A representative of Burkina Faso, introducing the request for Observer status for the Pan African Intergovernmental Agency for Water and Sanitation for Africa in the General Assembly (document A/C.6/68/L.7), said the Agency was an intergovernmental organization that met in letter and in spirit the criteria set forth in General Assembly decision 49/426. Uganda’s representative said the agency fulfilled the established criteria and commended the draft resolution for the Committee’s support.
The representative of the Republic of Korea, introducing a draft resolution on observer status for the Global Green Growth Institute (document A/C.6/68/L.8), said that it clearly met the criteria as an intergovernmental organization whose activities were of clear interest to the General Assembly. It was the sole international organization dedicated to assisting developing States to create a green economy, as agreed upon at Rio+20. With its core activity in green growth planning and implementation, it provided technical assistance and capacity building and was currently working in 18 different countries.
Representatives of Denmark, Ethiopia, Mexico, Australia, Viet Nam, Argentina and Chile all supported observer status for the Institute, with Ethiopia detailing the assistance his country had received. Venezuela’s representative said that her delegation would like to see the Statute of the organization to make sure that it met the requirements.
While Kenya’s delegate fully supported the Institute and its objectives, he said it would better serve its purpose if it were anchored in the High-level Political Forum, the Economic and Social Council or the United Nations Environment Assembly.
Programme of Assistance
KEN KANDA ( Ghana), speaking as Chair of the Advisory Committee on the Programme of Assistance, said the Programme was in a crucial state that required the support of Member States to ensure its continuance. Informal briefings had been held by the Advisory Committee, together with other delegates, particularly the Fifth Committee delegates to ensure constant and adequate financing since previous funding sources had proven to be very unreliable.
The Programme, he said, had made major contributions in teaching and disseminating international law for the benefit of lawyers and legal systems for almost half a century, in addition to the increasing demand for international law training. Programme activities, particularly United Nations regional courses on international law and the United Nations audiovisual library played an important role in furthering United Nations rule–of-law activities. However, continued insufficient funding for the Programme of Assistance was of concern. Voluntary contributions had not proven to be an adequate method for funding for regional courses and the audio visual library in particular. There was a need to provide more reliable financial support.

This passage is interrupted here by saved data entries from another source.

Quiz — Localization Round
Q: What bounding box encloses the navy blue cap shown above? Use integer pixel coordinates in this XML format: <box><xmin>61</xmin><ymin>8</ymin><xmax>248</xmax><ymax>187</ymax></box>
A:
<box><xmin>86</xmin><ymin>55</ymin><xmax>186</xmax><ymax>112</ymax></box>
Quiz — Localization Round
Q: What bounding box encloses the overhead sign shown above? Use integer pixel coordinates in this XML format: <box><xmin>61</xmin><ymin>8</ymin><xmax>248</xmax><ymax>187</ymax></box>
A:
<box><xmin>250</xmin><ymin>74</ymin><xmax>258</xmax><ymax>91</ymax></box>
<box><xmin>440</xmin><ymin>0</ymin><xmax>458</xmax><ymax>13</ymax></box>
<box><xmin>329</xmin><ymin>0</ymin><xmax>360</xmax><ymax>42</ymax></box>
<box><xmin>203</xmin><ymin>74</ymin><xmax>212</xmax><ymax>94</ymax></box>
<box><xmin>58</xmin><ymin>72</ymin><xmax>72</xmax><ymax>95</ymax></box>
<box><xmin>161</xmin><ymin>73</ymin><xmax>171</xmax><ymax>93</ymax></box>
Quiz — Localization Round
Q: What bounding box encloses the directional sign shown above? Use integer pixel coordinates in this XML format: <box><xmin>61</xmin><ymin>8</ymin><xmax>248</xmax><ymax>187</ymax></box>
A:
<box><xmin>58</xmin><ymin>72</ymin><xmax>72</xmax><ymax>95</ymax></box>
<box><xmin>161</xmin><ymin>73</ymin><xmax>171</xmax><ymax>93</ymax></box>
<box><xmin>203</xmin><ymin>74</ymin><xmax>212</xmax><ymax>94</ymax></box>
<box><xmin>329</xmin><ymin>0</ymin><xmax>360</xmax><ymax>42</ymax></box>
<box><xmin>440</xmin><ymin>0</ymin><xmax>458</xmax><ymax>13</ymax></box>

Consequently, he stated, the Advisory Committee had recommended that the Assembly reiterate its request to the Secretary-General to provide to the Programme budget 2014-15 resources necessary for the Programme of Assistance to ensure continued effectiveness and further development, in particular the organization of United Nations regional courses on international law and the viability of the audio visual library of international law. He expressed hope that the Committee would support those recommendations and send a strong signal to the Fifth Committee that essential tools, including regular budgetary funding, was made available for the effective implementation of all aspects of the Programme.